En 2025, Volotea usó más de siete millones de litros de SAF, equivalentes al 2,02% de su consumo total de combustible
Volotea y Eco2Fly han firmado un memorando de entendimiento (MoU) para explorar un futuro acuerdo de suministro de combustible sintético sostenible para aviación (eSAF), con el objetivo de impulsar la descarbonización del transporte aéreo y favorecer el desarrollo de una cadena de valor europea para este tipo de combustibles. Eco2Fly es un proyecto impulsado por Holcim, Eco2Fly Power y Exolum basado en la producción de eSAF a partir de la captura de CO₂ de origen industrial.
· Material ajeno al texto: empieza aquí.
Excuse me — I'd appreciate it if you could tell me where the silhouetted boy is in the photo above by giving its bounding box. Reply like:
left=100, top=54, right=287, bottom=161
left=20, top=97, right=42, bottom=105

El acuerdo se enmarca en los objetivos del reglamento europeo ReFuelEU Aviation, que establece una incorporación progresiva de combustibles sostenibles en los vuelos con origen en aeropuertos de la Unión Europea. La normativa fija una cuota del 2% entre 2025 y 2030, del 6% entre 2030 y 2035 —incluyendo un 1,2% de eSAF— y del 70% en 2050. La iniciativa también respalda el compromiso de Volotea de alcanzar las emisiones netas cero en 2050.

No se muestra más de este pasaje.